En Roza tumba quema el foco de la narración se encuentra en una madre de cinco hijas que fue combatiente durante la guerra civil salvadoreña. Si bien la historia en torno a la maternidad de su primera hija es la historia central, a través de esta obra, que puede considerarse traslúcida y un ejemplo de realismo intencional, se tocan otras aristas fundamentales de lo que significa ser mujer durante la guerra y la posguerra. Claudia Hernández aborda las violaciones de los derechos humanos de madres y niños: hay maternidades interrumpidas, maternidades impuestas, maternidades adoptivas, ausencia de educación sexual, violencia sexual, robo de infantes y un terrible negocio internacional de compraventa de bebés. En medio de todo ello, destaca el lugar central que da a las mujeres y a los niños, pues son los sujetos más indefensos en una guerra, como señala Rita Segato.
En este caso, la protagonista es un sujeto vulnerable, pero no pasivo. Ella es decidida, perseverante y fuerte, y siempre lucha por lo que considera justo: dar con el paradero de su primera hija y conseguir educación y vivienda digna para sus otras cuatro hijas. Cabe subrayar que también es una muestra de la llamada “literatura del desencanto”, propuesta por Beatriz Cortez, pues es notoria la desilusión de Ella con respecto a la revolución y a los revolucionarios. Además, según Cortez, la literatura del desencanto pone especial atención en el papel de las mujeres en la posguerra. Explica que antes del periodo de guerra, “la mujer había sido invisibilizada y no se reconocía su participación en la construcción de la historia, la cultura y la literatura” (133) por tanto, se tenía una versión masculina en todas las áreas. Sin embargo, dicha versión perdió valor en la posguerra, cuando las mujeres se abrieron paso tanto en el espacio público como en el ficcional.
Todos los personajes de peso en la novela son mujeres, son madres o son hijas, y lo que las une es la violencia, los ecos de la guerra y el temor a ser violentadas en la posguerra. Parecería que Claudia Hernández subrayara que la vulnerabilidad de las mujeres no termina con el conflicto armado, continúa siempre que exista una sociedad machista.

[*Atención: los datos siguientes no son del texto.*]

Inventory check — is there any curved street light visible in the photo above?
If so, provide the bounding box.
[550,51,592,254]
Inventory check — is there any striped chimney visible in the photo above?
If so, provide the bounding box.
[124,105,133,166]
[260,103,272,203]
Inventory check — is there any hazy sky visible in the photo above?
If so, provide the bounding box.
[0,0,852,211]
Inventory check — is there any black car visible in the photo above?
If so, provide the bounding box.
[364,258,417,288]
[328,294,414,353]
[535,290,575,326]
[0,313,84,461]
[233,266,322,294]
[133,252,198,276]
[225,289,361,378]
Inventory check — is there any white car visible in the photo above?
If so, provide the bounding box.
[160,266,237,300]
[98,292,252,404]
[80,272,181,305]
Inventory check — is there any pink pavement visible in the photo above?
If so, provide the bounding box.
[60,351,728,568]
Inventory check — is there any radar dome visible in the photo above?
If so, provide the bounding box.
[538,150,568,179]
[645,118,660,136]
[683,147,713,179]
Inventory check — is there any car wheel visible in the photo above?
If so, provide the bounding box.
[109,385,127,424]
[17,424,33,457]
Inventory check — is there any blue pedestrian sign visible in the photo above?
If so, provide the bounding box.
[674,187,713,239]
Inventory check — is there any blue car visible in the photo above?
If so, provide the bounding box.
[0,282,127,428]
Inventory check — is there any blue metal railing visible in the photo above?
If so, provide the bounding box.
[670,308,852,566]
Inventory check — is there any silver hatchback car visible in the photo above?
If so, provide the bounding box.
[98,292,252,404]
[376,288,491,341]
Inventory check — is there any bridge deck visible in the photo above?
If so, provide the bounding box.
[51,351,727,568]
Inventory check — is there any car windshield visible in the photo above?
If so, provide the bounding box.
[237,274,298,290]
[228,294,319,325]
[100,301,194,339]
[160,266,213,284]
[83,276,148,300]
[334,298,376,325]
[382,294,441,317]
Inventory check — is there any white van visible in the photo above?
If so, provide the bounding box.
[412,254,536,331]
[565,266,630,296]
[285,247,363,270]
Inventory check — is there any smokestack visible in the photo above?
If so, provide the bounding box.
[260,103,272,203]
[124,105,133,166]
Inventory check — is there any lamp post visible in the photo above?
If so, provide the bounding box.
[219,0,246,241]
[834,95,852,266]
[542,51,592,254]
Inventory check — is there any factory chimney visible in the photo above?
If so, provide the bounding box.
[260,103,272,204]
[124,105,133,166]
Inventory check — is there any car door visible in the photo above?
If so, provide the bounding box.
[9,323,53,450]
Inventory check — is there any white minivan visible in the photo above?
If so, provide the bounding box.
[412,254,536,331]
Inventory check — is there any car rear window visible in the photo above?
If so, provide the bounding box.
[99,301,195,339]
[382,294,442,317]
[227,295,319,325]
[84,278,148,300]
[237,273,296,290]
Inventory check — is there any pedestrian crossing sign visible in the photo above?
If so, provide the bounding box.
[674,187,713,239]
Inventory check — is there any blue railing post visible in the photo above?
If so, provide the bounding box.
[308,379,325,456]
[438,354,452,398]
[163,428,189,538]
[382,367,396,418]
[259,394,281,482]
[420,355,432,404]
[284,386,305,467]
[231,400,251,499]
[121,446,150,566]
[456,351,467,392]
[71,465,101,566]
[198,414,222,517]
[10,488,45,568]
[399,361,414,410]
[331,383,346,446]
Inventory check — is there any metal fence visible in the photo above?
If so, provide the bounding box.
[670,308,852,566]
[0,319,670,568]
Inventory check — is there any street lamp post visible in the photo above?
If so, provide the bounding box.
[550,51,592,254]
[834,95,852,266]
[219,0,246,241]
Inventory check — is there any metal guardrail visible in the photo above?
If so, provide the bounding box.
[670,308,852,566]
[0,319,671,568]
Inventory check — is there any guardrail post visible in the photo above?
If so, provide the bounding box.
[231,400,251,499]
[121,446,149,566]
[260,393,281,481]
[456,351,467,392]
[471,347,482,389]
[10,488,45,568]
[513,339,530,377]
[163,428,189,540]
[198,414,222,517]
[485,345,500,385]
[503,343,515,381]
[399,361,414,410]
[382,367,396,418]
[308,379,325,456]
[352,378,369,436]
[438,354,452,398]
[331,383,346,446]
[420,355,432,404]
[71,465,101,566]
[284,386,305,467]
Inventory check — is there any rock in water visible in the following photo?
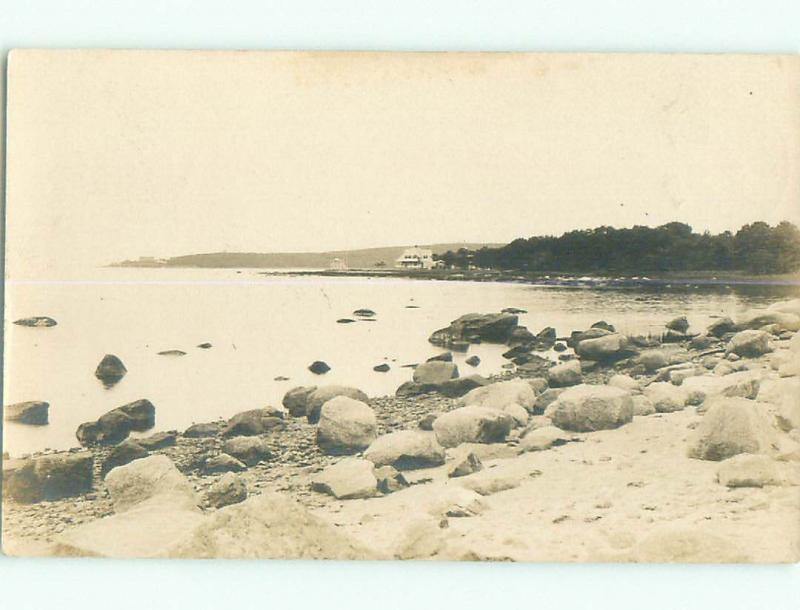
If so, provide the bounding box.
[100,439,148,476]
[547,360,583,388]
[688,397,777,461]
[282,385,317,417]
[545,384,633,432]
[364,430,445,470]
[94,354,128,386]
[413,360,458,385]
[136,430,178,451]
[433,406,514,447]
[4,451,94,504]
[706,318,736,339]
[14,316,58,328]
[644,381,689,413]
[317,396,378,454]
[3,400,50,426]
[105,455,198,513]
[221,407,286,437]
[458,379,536,411]
[205,472,247,508]
[306,385,369,424]
[308,360,331,375]
[666,316,689,335]
[222,436,272,466]
[183,422,222,438]
[311,458,378,500]
[575,333,628,361]
[725,330,772,358]
[428,313,519,347]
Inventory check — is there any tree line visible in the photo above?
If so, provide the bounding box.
[435,221,800,274]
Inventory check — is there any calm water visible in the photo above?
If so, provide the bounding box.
[3,269,800,455]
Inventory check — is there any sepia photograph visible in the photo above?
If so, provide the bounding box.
[0,49,800,564]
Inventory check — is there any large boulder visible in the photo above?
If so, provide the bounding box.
[545,384,633,432]
[203,453,247,474]
[3,451,94,503]
[413,360,458,385]
[3,400,50,426]
[311,458,378,500]
[317,396,378,454]
[222,436,272,466]
[644,381,689,413]
[169,493,376,560]
[575,333,630,361]
[428,313,519,347]
[717,453,800,487]
[76,399,156,446]
[457,379,536,411]
[637,349,669,372]
[183,421,219,438]
[100,439,149,476]
[547,360,583,388]
[433,405,514,447]
[306,385,369,424]
[706,317,736,339]
[283,385,317,417]
[94,354,128,384]
[687,397,778,461]
[205,472,247,508]
[725,330,772,358]
[364,430,445,470]
[222,407,286,437]
[105,455,198,513]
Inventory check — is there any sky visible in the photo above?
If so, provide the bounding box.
[6,50,800,278]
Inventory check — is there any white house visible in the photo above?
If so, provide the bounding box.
[395,246,434,269]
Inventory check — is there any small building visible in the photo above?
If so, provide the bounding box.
[395,246,435,269]
[328,258,347,271]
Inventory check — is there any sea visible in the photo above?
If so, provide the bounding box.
[3,268,800,457]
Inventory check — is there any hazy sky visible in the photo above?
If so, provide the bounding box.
[7,51,800,276]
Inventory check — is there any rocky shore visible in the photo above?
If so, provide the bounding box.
[3,300,800,562]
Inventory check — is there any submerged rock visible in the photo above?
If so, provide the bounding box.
[14,316,58,328]
[725,330,772,358]
[221,407,286,437]
[412,360,458,385]
[308,360,331,375]
[3,400,50,426]
[94,354,128,385]
[3,451,94,504]
[428,313,519,347]
[282,385,317,417]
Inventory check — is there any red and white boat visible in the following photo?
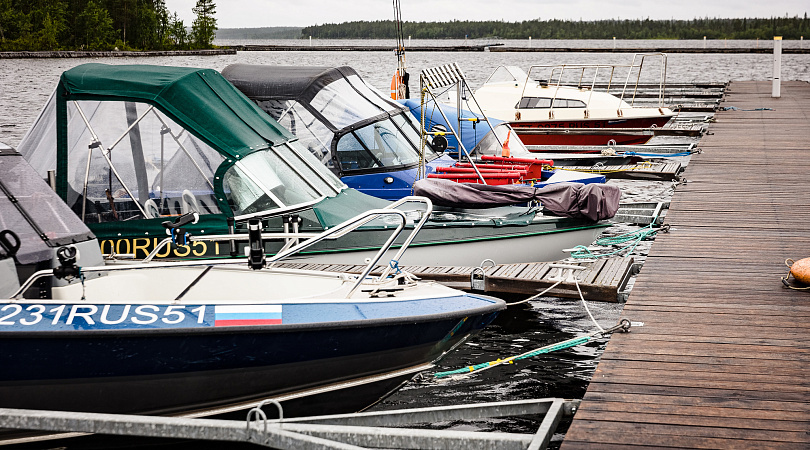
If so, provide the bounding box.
[475,55,675,145]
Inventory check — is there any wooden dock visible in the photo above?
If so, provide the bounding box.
[562,82,810,450]
[276,257,637,302]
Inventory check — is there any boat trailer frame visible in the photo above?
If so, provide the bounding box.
[0,398,580,450]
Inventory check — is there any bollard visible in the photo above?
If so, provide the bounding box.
[771,36,782,98]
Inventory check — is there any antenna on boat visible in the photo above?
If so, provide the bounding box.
[391,0,410,100]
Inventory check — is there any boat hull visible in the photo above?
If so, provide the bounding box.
[510,115,671,147]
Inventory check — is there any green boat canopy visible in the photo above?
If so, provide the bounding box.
[57,63,293,158]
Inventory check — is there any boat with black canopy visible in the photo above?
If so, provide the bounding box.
[0,145,505,443]
[19,64,618,265]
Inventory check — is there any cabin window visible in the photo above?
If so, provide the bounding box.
[517,97,586,109]
[21,99,223,223]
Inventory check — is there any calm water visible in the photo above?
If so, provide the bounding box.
[0,41,796,446]
[0,40,810,145]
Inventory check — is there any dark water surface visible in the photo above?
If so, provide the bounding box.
[0,41,796,448]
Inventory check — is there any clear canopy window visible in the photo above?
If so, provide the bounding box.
[337,115,419,170]
[21,99,223,222]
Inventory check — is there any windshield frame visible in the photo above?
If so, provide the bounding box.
[331,109,441,175]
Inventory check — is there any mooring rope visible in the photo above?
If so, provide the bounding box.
[571,222,668,259]
[720,106,775,111]
[433,269,630,378]
[781,258,810,291]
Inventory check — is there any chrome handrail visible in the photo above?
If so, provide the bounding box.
[10,196,433,299]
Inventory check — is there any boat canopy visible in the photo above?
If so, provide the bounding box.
[19,64,345,223]
[0,144,94,264]
[399,99,533,158]
[222,64,439,176]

Pero, a pesar de todo esto, resalta la fortaleza de las mujeres que deben hacerle frente a cualquier obstáculo con el fin de proteger a su familia. La intención de este trabajo fue poner en evidencia el lazo profundo entre maternidad y violencia en un contexto de guerra del que da cuenta una obra literaria. Además de subrayar la importancia de estudiar este tema, se buscó contribuir a los estudios de la literatura centroamericana escrita por mujeres y, en especial, al estudio de la obra de Claudia Hernández.